The urbanist in me is intrigued by the idea of an Industrial Revolution-era multi-generational "gin bender" as a reaction to newly organized "togetherness."
The brilliant urban theorist Jane Jacobs had a lot to say about togetherness (too much, too little, and when it's just right), and how it works in cities. Now the Earth is 50% urbanized, and ...well, together we are. We better figure it out, eh? ;-)
- Posted by Yule Heibel
September 7, 2008 6:29 PM
My question is - "Is it Etsy that is this vehicle or is it the idea behind Etsy's structure that is the vehicle for the organization of the world's production?"
As I try to understand what is happening globally during this economic crisis, it appears that one of the realities is that the integration and complexity of global society, at all levels, is not a good fit with 20th type organizational structures. Those structures are too bureaucratic lacking in the capacity to be flexible and adaptive. I know that is not an earth shattering observation. That is what I see in how both business and government are responding to this crisis.
What makes sense to me is that the kind of organizational structure that is like Etsy is a kind of structure than any business could adopt if it had a proper perspective on what is required.
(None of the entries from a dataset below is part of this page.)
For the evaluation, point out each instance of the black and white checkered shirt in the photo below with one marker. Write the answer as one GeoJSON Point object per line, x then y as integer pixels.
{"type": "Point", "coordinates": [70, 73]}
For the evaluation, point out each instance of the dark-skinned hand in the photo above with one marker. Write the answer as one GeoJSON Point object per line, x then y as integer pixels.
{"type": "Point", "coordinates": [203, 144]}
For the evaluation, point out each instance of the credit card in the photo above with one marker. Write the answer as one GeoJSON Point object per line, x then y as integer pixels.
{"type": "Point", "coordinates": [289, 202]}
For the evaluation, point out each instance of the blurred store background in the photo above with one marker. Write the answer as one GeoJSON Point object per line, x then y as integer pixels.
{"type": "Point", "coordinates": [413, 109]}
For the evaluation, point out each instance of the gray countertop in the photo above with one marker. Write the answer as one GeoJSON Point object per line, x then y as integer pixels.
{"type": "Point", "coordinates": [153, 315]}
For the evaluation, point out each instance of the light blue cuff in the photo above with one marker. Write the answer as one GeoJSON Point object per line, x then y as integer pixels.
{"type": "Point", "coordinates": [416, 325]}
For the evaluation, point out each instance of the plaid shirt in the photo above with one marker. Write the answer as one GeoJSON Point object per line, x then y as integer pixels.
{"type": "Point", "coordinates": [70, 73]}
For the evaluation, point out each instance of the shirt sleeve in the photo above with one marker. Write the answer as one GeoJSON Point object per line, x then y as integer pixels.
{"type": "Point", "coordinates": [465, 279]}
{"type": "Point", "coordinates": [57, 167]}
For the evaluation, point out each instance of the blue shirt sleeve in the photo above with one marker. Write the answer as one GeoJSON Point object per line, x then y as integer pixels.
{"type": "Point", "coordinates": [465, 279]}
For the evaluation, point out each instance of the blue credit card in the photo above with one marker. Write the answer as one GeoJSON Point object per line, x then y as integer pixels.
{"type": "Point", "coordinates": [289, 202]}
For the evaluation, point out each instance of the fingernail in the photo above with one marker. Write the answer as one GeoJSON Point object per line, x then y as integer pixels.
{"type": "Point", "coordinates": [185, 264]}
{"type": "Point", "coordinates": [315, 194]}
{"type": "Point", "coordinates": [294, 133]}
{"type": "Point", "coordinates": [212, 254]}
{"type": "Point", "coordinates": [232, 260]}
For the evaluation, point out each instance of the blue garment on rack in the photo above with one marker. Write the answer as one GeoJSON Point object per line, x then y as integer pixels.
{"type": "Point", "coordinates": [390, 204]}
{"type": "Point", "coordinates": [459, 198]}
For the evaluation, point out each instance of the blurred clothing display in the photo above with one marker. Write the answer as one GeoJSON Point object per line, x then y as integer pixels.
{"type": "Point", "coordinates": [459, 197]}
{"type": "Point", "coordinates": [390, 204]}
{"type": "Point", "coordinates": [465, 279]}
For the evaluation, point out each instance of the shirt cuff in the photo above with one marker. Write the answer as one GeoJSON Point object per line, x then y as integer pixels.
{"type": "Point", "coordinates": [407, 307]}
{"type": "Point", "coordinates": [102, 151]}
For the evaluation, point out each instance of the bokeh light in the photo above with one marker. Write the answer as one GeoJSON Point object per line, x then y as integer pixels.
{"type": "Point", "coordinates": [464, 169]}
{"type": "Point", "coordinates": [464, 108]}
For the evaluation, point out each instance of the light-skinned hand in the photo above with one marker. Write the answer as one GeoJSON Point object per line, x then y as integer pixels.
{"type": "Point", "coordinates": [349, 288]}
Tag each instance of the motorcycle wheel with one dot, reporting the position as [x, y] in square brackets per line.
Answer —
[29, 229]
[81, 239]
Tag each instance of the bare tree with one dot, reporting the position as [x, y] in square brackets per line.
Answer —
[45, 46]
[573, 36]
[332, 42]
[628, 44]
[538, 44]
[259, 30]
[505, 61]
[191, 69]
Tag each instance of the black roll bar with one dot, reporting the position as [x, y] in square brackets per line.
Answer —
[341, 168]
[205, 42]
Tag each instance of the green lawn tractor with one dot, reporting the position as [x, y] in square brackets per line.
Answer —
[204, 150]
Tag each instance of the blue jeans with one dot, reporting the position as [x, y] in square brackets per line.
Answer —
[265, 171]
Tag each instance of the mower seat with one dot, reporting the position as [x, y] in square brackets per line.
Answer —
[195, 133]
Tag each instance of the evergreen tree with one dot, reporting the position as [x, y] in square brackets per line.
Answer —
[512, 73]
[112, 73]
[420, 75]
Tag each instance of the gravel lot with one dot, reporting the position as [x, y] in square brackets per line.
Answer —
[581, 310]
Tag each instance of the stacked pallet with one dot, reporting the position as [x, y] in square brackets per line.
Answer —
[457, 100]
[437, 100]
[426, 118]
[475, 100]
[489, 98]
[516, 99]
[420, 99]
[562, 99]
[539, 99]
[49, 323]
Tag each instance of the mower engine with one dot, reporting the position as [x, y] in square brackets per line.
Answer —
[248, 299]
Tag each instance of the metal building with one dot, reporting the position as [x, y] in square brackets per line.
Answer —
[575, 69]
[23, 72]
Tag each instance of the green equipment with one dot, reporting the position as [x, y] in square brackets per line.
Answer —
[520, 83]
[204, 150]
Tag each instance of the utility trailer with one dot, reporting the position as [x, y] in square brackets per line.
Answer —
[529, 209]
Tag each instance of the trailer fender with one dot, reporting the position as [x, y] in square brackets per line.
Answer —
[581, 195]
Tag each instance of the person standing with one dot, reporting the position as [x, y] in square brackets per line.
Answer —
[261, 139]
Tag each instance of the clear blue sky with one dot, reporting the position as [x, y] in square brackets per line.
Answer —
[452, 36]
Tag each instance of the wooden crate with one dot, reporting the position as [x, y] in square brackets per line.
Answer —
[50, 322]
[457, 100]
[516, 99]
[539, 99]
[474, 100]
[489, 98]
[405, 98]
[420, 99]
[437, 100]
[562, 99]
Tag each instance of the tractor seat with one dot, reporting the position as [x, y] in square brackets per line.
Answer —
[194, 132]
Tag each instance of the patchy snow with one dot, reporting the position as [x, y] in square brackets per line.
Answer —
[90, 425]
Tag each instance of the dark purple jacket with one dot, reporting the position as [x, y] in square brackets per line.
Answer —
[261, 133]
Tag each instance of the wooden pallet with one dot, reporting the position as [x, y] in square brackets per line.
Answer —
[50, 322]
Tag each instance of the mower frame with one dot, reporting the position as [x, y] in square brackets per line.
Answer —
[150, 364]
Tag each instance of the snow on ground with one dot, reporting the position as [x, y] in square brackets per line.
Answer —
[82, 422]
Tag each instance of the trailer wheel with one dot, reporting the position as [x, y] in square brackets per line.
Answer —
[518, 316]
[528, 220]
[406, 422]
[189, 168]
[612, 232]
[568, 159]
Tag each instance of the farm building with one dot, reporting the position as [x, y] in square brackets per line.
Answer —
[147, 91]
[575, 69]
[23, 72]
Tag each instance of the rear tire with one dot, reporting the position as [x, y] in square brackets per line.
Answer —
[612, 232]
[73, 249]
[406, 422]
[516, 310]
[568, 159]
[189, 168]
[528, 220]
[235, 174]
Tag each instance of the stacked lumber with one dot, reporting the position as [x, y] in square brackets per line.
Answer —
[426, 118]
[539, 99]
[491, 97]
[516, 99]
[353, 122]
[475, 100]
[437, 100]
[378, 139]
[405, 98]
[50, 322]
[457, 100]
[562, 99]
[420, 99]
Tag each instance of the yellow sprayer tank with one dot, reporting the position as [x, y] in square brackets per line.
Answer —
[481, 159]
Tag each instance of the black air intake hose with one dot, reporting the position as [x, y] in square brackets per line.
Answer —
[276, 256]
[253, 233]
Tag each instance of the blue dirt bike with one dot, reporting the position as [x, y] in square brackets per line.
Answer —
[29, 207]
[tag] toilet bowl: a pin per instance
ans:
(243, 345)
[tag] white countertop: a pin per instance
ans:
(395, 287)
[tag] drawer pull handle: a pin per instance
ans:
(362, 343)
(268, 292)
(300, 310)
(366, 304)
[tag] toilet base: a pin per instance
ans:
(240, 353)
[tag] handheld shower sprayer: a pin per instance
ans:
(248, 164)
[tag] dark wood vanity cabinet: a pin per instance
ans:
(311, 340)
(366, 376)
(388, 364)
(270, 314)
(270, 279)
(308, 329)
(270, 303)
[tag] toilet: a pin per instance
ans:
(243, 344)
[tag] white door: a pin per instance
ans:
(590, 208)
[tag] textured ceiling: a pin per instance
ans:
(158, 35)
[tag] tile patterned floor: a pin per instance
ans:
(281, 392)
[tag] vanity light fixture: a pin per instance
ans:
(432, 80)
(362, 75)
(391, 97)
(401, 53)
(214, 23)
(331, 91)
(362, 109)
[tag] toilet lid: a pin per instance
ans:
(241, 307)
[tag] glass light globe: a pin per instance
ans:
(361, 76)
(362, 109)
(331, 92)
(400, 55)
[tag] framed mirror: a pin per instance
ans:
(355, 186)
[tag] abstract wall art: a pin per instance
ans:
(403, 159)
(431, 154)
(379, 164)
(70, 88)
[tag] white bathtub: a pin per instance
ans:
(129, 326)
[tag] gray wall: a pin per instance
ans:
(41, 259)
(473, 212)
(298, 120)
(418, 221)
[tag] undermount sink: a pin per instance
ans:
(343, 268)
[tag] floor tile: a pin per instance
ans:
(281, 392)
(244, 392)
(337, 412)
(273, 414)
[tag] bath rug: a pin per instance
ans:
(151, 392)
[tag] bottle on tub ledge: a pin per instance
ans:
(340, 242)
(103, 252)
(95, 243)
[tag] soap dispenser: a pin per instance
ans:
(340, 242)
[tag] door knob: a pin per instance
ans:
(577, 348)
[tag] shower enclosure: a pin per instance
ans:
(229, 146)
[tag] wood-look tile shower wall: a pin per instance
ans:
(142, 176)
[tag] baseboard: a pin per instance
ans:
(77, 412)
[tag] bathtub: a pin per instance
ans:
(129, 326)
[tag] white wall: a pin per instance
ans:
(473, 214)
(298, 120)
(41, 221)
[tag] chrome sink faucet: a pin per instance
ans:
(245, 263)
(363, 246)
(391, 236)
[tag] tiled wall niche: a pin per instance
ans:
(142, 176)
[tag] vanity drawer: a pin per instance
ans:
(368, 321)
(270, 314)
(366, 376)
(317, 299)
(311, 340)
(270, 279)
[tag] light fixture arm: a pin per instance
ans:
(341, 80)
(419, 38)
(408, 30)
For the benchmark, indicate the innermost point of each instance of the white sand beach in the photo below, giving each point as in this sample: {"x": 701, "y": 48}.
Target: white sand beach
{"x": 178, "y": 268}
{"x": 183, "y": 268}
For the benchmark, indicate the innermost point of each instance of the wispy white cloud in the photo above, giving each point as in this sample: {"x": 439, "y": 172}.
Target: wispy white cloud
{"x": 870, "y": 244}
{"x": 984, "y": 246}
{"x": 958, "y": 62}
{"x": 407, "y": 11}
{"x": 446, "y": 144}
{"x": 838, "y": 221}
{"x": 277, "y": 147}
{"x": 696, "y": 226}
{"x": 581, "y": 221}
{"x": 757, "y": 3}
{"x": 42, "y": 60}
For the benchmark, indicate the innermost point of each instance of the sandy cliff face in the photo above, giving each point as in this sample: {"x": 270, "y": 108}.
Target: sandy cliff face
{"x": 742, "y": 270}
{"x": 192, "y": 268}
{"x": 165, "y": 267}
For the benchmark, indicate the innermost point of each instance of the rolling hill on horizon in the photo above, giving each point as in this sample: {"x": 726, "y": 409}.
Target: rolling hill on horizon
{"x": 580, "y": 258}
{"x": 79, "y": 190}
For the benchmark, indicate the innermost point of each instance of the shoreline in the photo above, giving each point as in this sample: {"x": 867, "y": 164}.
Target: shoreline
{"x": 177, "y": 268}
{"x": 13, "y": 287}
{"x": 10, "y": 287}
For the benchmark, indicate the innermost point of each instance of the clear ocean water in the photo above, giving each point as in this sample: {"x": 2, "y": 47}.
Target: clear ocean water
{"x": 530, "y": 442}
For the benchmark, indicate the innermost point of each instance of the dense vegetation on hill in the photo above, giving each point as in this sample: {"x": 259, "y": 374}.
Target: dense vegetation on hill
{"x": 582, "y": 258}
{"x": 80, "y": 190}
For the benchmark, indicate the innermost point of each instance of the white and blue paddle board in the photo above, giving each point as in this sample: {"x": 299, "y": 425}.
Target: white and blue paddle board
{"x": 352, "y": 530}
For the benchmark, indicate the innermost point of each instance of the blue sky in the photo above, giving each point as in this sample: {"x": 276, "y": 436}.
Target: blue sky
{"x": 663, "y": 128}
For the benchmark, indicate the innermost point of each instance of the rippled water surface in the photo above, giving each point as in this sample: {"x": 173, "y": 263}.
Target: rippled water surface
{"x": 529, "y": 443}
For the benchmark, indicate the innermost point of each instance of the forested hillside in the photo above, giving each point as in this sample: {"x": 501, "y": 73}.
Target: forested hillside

There may be plenty of executives world-wide that would agree with your manifesto, but don't know what to do about it.
For me the key is not identifying where we need to be, in essence, having a vision for the future. The key is in knowing how to make the transition from old to edge, using your vernacular. From my perspective, the crisis we face is just that. An old kind of organizational structure that is ill-suited to the realities of our day. This isn't just in the executive office, but in all organizations at virtually all levels of management. The people who are in leadership, both on Wall Street or in Washington were incapable and possibly unwilling to lead this transition that could have avert much of the problems we now face.
Every one of my client situations is at this transition point. There is no clear formula for making this transition, but a daily attention to the steps that needed to be taken. While there isn't a formula,there are guides, and many of them are the kinds of things you write about here, Umair.
Recently, I went back and reread some of Peter Drucker's thoughts on the economy, some as far back as the mid-1980's. He was prescient in what he saw. I've posted some quotes from him at my blog - http://edbrenegar.typepad.com/leading_questions/2008/11/peter-drucker-and-the-new-world-of-economics-society-and-the-individual.html. To know that he saw basically what is happening today, says to me that we are "simply" in a long transition to a new world that is highly interconnected and quite complex, and that we are susceptible to the kinds of crisis that we are not experiencing.
The key to this transition is found in how organizations can develop the interaction of people. There is a need for structure, but it serves the relationship structure of a business, not the other way around. As Drucker once said, "Leaders lead people, not organizations." That is the fundamental reality that is at the heart of the changes that must now be adopted in business and government.